Please keep in mind that with the nature of UDP also spoofed NTP requests are used to hurt a third party (the source IP address you see) through your (or any other Pool) NTP server. You can never be sure if the IP address requesting really is the real source of the request. To further investigate you would need to ask your upstream provider and then he needs to ask his upstream provider and so on, to find the real source of this requests.

To explain why this kind of requests stop after you remove your server from the Pool, could be that the person / organization which is abusing NTP, to hurt somebody else, is using the Pool as source for IP addresses of open NTP servers to abuse for the attack. If they ask a huge number of NTP server with a spoofed source IP address, this could generate a large amount of traffic toward the attacked third party and so fill up his internet connection. The same thing is seen with DNS requests, as they are also UDP. As I already mention on an other occasion in this list, to get rid of this problem all ISPs should prevent their own network from sending out packets with spoofed source IP address. But this will probably be a dream. :-(

I am using kod and limited options equally for any source IP address requesting NTP from my server.
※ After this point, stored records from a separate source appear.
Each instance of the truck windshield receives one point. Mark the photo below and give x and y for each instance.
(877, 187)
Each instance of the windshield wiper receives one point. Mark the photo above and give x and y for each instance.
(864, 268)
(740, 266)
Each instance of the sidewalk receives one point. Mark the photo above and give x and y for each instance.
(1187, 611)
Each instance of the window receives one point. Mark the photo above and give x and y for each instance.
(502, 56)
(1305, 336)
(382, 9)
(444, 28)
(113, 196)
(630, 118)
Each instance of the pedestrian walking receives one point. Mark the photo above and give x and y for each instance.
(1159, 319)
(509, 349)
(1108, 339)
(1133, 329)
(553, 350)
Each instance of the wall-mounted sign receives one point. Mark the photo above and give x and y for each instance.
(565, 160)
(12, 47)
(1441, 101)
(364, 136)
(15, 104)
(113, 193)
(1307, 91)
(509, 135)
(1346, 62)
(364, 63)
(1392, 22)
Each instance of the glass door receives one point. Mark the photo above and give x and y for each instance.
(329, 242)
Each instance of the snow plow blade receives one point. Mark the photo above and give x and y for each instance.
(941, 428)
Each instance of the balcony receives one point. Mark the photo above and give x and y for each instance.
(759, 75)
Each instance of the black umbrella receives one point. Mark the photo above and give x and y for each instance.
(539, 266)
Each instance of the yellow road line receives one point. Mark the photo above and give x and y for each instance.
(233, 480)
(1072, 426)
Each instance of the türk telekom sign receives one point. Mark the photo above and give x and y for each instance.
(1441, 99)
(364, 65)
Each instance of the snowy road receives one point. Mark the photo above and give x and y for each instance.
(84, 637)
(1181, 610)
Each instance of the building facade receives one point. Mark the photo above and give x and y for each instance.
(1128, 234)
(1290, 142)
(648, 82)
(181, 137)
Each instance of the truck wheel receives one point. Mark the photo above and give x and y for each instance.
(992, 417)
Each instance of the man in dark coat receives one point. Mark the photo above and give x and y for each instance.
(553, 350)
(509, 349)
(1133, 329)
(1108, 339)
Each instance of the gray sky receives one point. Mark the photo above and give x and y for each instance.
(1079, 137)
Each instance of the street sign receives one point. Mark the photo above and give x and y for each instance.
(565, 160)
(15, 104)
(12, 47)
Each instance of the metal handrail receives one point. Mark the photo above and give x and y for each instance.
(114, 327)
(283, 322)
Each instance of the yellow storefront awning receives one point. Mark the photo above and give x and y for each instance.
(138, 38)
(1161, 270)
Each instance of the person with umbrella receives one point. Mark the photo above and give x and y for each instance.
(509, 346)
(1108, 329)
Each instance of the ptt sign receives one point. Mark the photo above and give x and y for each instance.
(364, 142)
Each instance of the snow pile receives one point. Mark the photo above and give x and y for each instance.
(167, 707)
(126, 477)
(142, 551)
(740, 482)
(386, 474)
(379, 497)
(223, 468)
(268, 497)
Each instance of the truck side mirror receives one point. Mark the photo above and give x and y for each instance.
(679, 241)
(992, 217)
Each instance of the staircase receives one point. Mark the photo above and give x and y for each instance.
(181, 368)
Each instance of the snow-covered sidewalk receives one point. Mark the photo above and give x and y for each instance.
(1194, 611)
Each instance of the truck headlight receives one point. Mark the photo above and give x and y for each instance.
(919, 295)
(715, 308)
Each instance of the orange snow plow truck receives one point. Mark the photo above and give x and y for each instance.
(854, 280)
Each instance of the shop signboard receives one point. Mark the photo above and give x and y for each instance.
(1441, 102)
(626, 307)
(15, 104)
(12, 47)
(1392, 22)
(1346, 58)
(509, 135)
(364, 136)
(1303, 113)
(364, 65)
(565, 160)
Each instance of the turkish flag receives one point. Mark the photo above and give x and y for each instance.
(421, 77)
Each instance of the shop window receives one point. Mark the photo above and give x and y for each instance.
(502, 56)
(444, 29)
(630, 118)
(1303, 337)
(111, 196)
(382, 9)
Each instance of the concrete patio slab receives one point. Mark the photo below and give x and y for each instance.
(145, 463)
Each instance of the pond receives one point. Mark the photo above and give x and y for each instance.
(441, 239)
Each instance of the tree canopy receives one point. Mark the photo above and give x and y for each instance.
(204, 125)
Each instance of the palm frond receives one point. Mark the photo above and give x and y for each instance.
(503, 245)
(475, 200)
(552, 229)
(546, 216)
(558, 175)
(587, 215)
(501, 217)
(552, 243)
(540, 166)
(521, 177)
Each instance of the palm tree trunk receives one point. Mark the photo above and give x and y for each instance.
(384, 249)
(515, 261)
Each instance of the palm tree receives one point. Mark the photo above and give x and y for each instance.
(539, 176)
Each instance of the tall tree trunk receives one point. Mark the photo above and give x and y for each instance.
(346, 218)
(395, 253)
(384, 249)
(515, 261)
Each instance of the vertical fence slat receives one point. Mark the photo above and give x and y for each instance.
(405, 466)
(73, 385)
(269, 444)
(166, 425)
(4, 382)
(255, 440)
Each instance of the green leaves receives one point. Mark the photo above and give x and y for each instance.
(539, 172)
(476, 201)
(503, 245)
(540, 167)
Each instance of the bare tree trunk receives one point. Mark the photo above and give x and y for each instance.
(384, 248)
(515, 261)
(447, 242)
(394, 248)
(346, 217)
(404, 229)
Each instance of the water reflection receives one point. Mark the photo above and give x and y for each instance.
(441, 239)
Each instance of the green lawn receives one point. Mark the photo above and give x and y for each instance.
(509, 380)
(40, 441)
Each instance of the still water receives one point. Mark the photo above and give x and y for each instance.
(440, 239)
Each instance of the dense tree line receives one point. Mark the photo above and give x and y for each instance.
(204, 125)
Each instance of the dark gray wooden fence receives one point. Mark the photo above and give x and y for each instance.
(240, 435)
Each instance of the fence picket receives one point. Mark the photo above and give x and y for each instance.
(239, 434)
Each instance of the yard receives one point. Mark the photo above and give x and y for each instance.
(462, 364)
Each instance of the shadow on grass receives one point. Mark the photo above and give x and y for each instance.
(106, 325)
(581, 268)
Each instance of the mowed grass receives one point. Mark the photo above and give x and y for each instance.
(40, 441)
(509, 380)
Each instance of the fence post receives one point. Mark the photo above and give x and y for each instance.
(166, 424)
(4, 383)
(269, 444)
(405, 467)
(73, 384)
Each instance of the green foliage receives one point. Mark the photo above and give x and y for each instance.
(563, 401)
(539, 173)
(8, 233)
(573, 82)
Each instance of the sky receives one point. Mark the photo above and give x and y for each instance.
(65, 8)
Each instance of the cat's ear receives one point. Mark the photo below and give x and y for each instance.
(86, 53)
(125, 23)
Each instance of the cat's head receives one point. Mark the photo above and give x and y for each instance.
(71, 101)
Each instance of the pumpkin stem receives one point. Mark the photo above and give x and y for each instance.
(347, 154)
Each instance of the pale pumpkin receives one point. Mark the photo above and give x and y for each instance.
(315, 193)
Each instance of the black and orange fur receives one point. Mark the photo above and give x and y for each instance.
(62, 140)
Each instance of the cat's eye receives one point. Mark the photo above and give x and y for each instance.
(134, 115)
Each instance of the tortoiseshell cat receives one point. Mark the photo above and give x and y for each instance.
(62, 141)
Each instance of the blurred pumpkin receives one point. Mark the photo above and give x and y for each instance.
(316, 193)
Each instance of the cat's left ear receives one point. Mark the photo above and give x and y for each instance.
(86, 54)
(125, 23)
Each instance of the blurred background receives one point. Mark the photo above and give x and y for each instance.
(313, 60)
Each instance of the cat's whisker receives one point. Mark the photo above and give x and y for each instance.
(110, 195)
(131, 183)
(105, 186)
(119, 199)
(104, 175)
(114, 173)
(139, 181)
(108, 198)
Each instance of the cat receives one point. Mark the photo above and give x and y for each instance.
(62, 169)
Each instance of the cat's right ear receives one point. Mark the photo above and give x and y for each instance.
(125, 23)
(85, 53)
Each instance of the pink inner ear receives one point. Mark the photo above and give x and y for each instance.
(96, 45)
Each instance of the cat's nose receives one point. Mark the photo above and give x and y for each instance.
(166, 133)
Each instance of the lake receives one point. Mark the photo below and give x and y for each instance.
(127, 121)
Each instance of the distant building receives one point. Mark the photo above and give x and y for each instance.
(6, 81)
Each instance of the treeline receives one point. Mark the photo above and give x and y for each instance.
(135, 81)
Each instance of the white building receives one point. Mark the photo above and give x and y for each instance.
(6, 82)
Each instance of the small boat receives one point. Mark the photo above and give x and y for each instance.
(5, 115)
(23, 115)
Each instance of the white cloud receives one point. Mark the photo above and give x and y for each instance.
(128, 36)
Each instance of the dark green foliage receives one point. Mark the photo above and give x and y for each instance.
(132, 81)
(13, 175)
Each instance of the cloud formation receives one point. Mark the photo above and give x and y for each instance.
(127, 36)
I can not care if this requests are from too many clients behind NAT and those suffer and do not get time (they should implement their own local NTP servers), or if it is a spoofed source to hurt a third party. I do this mainly for the second case, so that my servers do not take part (or at least massively limit) in attacking a third party. So I recommend every operator of an NTP server in the Pool (or also if it is open to the whole Internet world) to implement the following options (ntpd):

# should be fixed with ntp-4.2.5p178 (or later), eg. -4 / -6 not
# needed any more
# see -> https://support.ntp.org/bugs/show_bug.cgi?id=320
restrict -4 default limited kod notrap nomodify nopeer noquery
restrict -6 default limited kod notrap nomodify nopeer noquery
restrict default limited kod notrap nomodify nopeer noquery

I am not sure if other solutions like with iptables really help, as it probably only adds some more overhead to your system, but it can not keep the traffic from reaching your system / network or stopping the attack in case of spoofed source IP address.

I left the pool on IPv4 more than 5 years ago, but I still see clients polling 
my server even
though it has changed IP address.  Apparently it has been hardwired in some 
ntpd config
files at that time by getting my IP address from a pool.ntp.org lookup, getting 
the reverse,
and writing that hostname in ntp.conf.

This is probably true, as I also have some other servers in my ntp.conf, which I have "acquired" in this way. It is up to you if to still provide NTP to the outside world or not. If you do not want any more requests from third parties, then you could adjust your ntp.conf to not serve them any more. Over time they will adjust their ntp.conf and remove your server.